As used herein, the term "biopsy" refers to the collection of a soft tissue specimen for purposes of examination, disease identification and diagnosis. Typically, biopsy procedures are performed to obtain specimens of tissue from an internal organ of suspect for detection of disease conditions, such as cancer, and are of particular utility in determining the extent of the spread of the disease prior to the performance of surgery or therapy. Where, for instance, an abnormality is suspected in a deeply located soft tissue organ such as the liver, spleen, pancreas, glands, etc., or where a growth has been located and it is desired to determine the nature and extent of the growth, a biopsy may be performed in order to obtain tissue specimens for laboratory examination. In general, biopsy procedures are preferred over the difficulty and trauma of exploratory surgery.
Referring now to FIG. 1A, a two piece biopsy needle 10 is commonly employed for obtaining tissue core specimens and comprises a small diameter, long tubular cannula 12 and a long, thin, sharp-tipped stylet 14 located inside the cannula 12 and movable relative to the cannula. The stylet 14 is provided with a specimen notch 16 on its periphery near a proximal tip of the stylet. The promixal end of the cannula 12 may be sharpened.
The biopsy needle 10 is inserted through a small incision or puncture made in the skin and driven into the body until its sharpened end enters the organ 18 of suspect. During this insertion stage of the procedure, the stylet 14 is positioned within the cannula 12 so that no more than the sharp tip of the stylet 14 is exposed; the specimen notch 16 is covered by the cannula 12.
Referring now to FIG. 1B, once the instrument 10 has been positioned at the site for the biopsy, the stylet 14 is driven into the organ 18 far enough to expose the specimen notch 16 of stylet 14. Soft body tissues of the organ 18 will then prolapse into the specimen notch 16.
Referring now to FIG. 1C, the cannula 12 is then advanced along the stylet 14 in order to cover the specimen notch 16. This forward movement of the cannula 12 cuts out a specimen 20 of the prolapsed tissue, which specimen 20 becomes retained in the specimen notch 16 of the stylet 14. With the cannula 12 still concealing the specimen 20 in the specimen notch 16, the biopsy needle assembly 10 may then be withdrawn carefully from the target site. Thereafter, the cannula 12 is once again retracted in order to expose the specimen notch 16 of the stylet 14, creating access to the tissue specimen 20 contained therein.

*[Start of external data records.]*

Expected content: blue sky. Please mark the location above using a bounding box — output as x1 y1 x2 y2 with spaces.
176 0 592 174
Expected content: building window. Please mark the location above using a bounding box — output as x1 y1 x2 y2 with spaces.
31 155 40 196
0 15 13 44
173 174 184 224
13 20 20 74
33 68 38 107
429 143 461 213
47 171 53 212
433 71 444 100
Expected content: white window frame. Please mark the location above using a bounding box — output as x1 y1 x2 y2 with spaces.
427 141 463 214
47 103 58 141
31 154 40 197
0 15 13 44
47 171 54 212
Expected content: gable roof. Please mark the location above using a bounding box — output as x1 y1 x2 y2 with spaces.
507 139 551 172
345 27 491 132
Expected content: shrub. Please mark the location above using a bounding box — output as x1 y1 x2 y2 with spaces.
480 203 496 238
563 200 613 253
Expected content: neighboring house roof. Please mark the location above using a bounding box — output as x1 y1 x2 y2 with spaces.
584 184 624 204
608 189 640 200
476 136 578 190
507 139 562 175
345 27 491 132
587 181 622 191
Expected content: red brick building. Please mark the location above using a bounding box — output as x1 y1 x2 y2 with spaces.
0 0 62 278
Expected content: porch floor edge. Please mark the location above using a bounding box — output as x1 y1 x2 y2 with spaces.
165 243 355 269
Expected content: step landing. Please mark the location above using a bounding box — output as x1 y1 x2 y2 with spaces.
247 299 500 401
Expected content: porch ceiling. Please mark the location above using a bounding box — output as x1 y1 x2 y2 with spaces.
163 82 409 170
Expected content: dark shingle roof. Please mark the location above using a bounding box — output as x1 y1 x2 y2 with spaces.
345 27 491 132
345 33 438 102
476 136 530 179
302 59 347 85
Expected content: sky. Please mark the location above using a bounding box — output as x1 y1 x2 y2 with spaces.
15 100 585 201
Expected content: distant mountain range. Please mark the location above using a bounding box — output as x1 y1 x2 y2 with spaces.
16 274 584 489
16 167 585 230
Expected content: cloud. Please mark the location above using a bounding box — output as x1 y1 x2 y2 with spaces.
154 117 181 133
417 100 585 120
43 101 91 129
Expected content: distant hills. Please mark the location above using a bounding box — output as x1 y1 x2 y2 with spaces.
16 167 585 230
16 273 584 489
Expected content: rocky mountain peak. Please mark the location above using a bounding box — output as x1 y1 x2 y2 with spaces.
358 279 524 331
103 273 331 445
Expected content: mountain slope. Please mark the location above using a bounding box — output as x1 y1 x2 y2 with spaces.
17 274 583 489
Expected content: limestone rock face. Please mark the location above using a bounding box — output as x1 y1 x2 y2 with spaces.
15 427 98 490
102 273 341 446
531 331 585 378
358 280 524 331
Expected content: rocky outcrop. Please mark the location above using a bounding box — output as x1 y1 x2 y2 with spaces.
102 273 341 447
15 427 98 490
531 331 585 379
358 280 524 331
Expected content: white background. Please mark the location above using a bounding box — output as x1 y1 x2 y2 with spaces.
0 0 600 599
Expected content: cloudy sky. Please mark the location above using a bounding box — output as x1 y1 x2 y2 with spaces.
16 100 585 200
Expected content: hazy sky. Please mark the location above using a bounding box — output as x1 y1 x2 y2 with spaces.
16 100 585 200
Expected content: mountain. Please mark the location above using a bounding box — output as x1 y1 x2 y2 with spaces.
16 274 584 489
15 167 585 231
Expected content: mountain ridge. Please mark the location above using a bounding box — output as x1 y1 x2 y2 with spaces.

In all biopsies, it is desirable to perform the cutting procedure quickly in order to prevent the prolapsed tissue in the specimen notch 16 from being displaced outwardly during advance of the cannula 12 along the stylet 14. Slow movement by the cannula 12 might result in an insufficient specimen 20 being obtained. Numerous prior art devices have been developed in order to automate the sequential advance of the stylet 14 and the cannula 12. In order the achieve the requisite precise and coordinated mechanical motions, the prior art devices utilize relatively complex mechanical systems requiring a large number of parts and complex assemblies. Because of this, such prior art devices tend to be relatively expensive, cumbersome and unreliable. There is therefore a need in the prior art for a biopsy needle device which incorporates a simplified design requiring fewer parts and therefore less complicated, more compact assembly. The present invention is directed toward meeting those needs.